LeBron, Irving among ailing Cavs going into Game 4

INDEPENDENCE, Ohio -- LeBron James said there's "no rest for the weary" after the Cleveland Cavaliers' 114-111 overtime win in Game 3 of the Eastern Conference finals against the Atlanta Hawks. But there could be some rest for the beat-up Cavs if they sweep Atlanta in Game 4.

With a win Tuesday, the Cavs would have an eight-day break before the Finals are scheduled to begin June 4.

The rehabilitation period would be a welcome respite for several key members of the Cavs' rotation.

James suffered leg cramps and played through a sore right knee, strained lower back and tender right ankle Sunday. He required a postgame IV in the locker room after logging 47 minutes.

"I got extensive treatment," James said Monday. "I'm not going to elaborate on exactly what I got. Just right after the game, just started trying to prepare my body and get ready for Game 4."

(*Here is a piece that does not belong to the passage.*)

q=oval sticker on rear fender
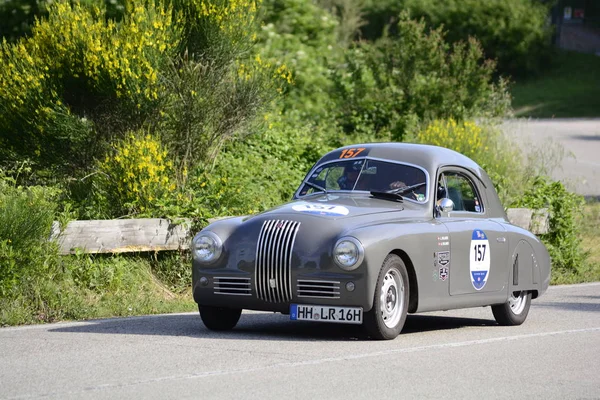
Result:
[292,203,350,217]
[469,229,491,290]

Meanwhile, Kyrie Irving, who has missed the past two games of the series because of tendinitis in his left knee, remains a game-time decision for Game 4.

Iman Shumpert also reported cramps in Game 3 and has been battling a strained groin since the second round.

Despite the Cavs' 3-0 edge, coach David Blatt said he doesn't want to automatically plan on resting Irving in the hopes that Cleveland can close the series out without him.

"We need Kyrie on the court, and we're not really thinking about resting him as much as we're thinking about him being healthy to play basketball," Blatt said. "We need him on the court, whether we're up 1-0 or 2-1 or 3-0. That doesn't really mean anything because this is the conference finals. There's not a lot of time, and there's not a lot of room for error.

"At the same time, if we're risking his long-term health, we're not going to do that. So we are where we are."

Where the Cavs want to be is in the Finals and healthy. Blatt got the team together for a "very light day" on Monday, but Irving used the time to undergo a rigorous on-court workout with player development coach Phil Handy.

"Still working through the protocol, and we're looking for repeated good days so that we can comfortably -- the medical staff can comfortably -- put him back out on the court in a game situation," Blatt said of Irving.

As for James, he said he feels better than he did in January when he, along with the team medical staff, decided to sideline him for two weeks to heal his back and left knee. But it means a lot of one-on-one time with Mike Mancias, his athletic trainer, this time of the year.

"It gets to a point where you get sick and tired of seeing Mike Mancias," James said. "He's almost moved in with me. We have a very tight bond at this point. So it's OK."

Blatt credited James with his attentiveness when it comes to maintaining his body.

"LeBron is a very, very professional guy," Blatt said. "Not only has he studied the game, but he studies the ways that he can improve himself physically and care for himself physically. He's surrounded by great people who help him.

"When you're playing that many minutes at that level of intensity, you're going to experience things of that nature. It's not uncommon. He fought through it courageously [Sunday] and brilliantly, I might add. So we'll be ready."

James, one win from making it to his fifth straight NBA Finals, said exertion is to be expected this time of year.

"It's the playoffs," James said. "The playoffs should take a toll on your body where you feel exhausted at the end of it. That's just how I play. That's how I've learned, when you go and play in the postseason, you shouldn't feel great playing a playoff game ever. A lot of intangibles going into how my body feels right now."